As a caregiver, I help clients see and understand their burdens and help provide a safe container to release them. By their very existence, I know any client parts that show up to engage with me are burdened.
Burdens are unresolved, suppressed, and hidden aspects of human experience. They are energies, memories, urges, and experiences whose imprints live on in disintegrated form in people’s bodies. Burdens are pieces of experience that have not been seen or regulated by others; consequently, they are not seen or regulated within the self. Burdens are better off remaining split off and isolated rather than exposed to ignorance, judgment, abandonment, or rejection. Exposing disintegrated states to further disintegration would harm both the self and relationships.
“Trauma” is another term used to describe burdens. In its broadest meaning, trauma is any imprint of experience in the nervous system left in an unprocessed, unintegrated state. By this definition, all humans are “traumatized.” Trauma includes “Big T” events that are discrete and extreme. Most often, these are acts of violence or abuse observed or received outside or inside the home. Harmful events become traumatic to all parties involved, including witnesses, to the extent caregivers are unable, incapable, or unwilling to give the needed care and protection or are the perpetrators.
Trauma also includes widespread “little t” patterns of disconnection. Un-repaired relationship disconnection, when repeated, also creates fragmented pieces of dysregulated experience. These leave the most significant imprints when they occur in the first few years of life, that critical period of right-brain development. Often, these imprints become the basis of negative relationship cycles in adulthood.
I prefer “burden” rather than “trauma” or “shadow” to convey normalcy and universality rather than something abnormal or wrong. By being human, all of us carry the imprints of vast amounts of human suffering. “Burden” more broadly includes:
- Hurtful experiences that remain unresolved (trauma)
- Times when nothing happens because no one sees or responds to longings for care and attention (invisible neglect)

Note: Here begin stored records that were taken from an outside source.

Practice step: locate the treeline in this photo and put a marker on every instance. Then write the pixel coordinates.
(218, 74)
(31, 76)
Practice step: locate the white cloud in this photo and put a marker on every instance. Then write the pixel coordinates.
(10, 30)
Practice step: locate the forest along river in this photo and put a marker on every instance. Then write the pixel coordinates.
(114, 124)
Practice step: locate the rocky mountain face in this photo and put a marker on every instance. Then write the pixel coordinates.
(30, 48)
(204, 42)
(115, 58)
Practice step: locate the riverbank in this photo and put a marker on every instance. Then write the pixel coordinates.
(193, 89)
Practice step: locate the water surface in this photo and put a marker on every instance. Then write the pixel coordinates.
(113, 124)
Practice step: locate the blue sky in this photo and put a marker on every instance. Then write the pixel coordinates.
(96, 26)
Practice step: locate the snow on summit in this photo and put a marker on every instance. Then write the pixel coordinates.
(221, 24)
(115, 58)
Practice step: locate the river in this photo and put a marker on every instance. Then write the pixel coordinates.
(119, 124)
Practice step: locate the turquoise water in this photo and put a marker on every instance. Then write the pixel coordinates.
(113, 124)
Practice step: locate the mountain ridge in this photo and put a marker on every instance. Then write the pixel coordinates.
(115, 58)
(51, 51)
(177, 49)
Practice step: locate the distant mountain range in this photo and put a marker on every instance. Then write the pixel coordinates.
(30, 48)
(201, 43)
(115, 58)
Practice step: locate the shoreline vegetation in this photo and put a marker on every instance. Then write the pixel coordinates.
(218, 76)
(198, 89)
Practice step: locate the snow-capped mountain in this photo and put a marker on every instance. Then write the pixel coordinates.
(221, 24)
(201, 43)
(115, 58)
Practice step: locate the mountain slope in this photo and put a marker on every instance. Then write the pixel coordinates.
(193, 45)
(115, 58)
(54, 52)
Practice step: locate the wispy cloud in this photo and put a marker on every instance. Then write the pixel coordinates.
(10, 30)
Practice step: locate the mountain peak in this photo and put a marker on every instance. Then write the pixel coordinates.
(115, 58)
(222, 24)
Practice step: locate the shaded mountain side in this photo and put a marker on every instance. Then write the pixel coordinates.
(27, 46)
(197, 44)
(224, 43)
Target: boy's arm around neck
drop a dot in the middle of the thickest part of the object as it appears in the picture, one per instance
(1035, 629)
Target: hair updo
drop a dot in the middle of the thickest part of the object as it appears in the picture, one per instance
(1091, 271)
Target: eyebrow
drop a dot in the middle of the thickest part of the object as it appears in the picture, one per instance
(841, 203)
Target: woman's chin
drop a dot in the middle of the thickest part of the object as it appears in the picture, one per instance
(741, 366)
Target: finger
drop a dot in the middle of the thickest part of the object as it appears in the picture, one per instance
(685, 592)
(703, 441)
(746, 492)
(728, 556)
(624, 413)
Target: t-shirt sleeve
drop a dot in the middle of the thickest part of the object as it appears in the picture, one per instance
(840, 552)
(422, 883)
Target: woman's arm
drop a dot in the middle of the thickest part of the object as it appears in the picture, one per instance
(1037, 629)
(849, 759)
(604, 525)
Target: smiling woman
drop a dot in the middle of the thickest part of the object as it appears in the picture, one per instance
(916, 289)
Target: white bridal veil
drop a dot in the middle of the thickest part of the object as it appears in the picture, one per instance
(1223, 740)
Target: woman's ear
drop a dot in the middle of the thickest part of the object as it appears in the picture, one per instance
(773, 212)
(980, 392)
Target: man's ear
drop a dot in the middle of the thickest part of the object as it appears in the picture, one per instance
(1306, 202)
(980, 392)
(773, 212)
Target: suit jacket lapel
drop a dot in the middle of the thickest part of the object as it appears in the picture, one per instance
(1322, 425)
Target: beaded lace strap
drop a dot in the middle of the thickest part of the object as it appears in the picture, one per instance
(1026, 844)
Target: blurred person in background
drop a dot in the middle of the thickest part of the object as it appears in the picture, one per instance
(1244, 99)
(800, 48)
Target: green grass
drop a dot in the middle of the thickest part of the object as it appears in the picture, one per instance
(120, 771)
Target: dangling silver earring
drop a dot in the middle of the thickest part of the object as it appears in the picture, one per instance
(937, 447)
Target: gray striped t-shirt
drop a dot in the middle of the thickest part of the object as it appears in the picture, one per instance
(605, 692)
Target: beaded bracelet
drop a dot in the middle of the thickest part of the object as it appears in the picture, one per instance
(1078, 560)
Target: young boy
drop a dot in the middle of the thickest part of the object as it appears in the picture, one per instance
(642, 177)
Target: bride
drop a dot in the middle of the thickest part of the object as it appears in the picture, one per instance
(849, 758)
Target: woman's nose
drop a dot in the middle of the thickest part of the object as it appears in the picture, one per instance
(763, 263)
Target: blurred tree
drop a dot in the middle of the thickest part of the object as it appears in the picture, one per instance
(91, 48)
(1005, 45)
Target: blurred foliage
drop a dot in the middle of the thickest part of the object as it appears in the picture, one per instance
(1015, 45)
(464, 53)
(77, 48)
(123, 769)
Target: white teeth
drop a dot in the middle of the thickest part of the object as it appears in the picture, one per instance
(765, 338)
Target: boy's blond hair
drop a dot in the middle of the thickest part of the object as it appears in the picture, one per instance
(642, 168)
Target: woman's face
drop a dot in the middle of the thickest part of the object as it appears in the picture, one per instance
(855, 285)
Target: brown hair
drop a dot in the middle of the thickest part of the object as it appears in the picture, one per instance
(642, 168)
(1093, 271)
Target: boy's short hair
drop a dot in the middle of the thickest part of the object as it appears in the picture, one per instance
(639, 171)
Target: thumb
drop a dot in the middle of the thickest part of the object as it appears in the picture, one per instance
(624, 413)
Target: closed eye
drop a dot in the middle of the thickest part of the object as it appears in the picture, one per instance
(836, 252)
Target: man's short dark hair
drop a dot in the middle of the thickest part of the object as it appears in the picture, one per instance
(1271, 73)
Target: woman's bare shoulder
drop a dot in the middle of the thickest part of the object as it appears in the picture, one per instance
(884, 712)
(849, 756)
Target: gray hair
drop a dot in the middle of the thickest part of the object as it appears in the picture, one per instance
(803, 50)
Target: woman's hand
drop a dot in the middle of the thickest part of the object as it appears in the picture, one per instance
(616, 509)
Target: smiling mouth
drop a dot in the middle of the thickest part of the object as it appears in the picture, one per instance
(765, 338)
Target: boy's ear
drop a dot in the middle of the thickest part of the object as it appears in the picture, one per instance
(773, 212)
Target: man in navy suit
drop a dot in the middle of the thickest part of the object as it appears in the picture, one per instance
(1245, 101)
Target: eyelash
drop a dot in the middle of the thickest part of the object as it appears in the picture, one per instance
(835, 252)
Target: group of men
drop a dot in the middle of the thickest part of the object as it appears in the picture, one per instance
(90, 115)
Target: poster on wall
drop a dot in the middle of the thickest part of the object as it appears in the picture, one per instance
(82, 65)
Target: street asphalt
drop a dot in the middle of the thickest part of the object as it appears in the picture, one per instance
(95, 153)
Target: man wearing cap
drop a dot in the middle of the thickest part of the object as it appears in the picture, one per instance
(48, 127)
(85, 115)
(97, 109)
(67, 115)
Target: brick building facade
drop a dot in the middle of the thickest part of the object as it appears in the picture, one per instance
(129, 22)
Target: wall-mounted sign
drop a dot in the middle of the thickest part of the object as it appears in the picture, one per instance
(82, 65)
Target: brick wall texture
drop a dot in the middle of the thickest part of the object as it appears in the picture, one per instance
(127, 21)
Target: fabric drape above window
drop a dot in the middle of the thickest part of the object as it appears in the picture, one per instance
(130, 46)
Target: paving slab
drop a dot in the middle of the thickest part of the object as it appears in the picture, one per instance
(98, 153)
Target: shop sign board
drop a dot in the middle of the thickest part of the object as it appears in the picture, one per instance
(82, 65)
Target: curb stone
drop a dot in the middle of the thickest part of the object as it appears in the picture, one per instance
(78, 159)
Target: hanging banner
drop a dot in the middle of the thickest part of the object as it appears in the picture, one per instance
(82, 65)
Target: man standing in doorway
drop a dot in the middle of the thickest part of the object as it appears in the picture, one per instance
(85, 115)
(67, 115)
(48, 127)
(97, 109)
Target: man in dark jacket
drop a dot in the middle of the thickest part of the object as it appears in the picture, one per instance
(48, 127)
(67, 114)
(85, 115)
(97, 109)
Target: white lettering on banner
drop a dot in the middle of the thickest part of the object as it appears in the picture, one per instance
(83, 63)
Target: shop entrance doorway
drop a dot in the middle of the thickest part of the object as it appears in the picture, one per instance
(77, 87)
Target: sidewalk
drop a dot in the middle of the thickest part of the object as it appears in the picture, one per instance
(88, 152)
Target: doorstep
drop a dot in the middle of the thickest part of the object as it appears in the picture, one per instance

- The genetic transmission of generational trauma
- Mighty cultural burdens that are hidden in plain sight
I also prefer “burden” to convey that unprocessed imprints of experience are adaptive and have a positive purpose. Remarkably, human pain continues to matter indefinitely through vulnerable imprints that live on until they are resolved. Burdens remain hidden and protected until they are safe to be seen, appreciated, and cared for. In the meantime, it makes sense to be unaware, hide, or mask the body’s experience rather than be met with an unseeing, uncaring reaction or one that creates more distress.
As caregivers, we have an opportunity to provide a different experience. Experiential, highly attuned therapy models like EFT and IFS provide excellent training for doing just that. By combining these models and continuing to do our own work, we can develop our ability to see, understand, and release our own burdens as we come alongside our clients to help them with theirs.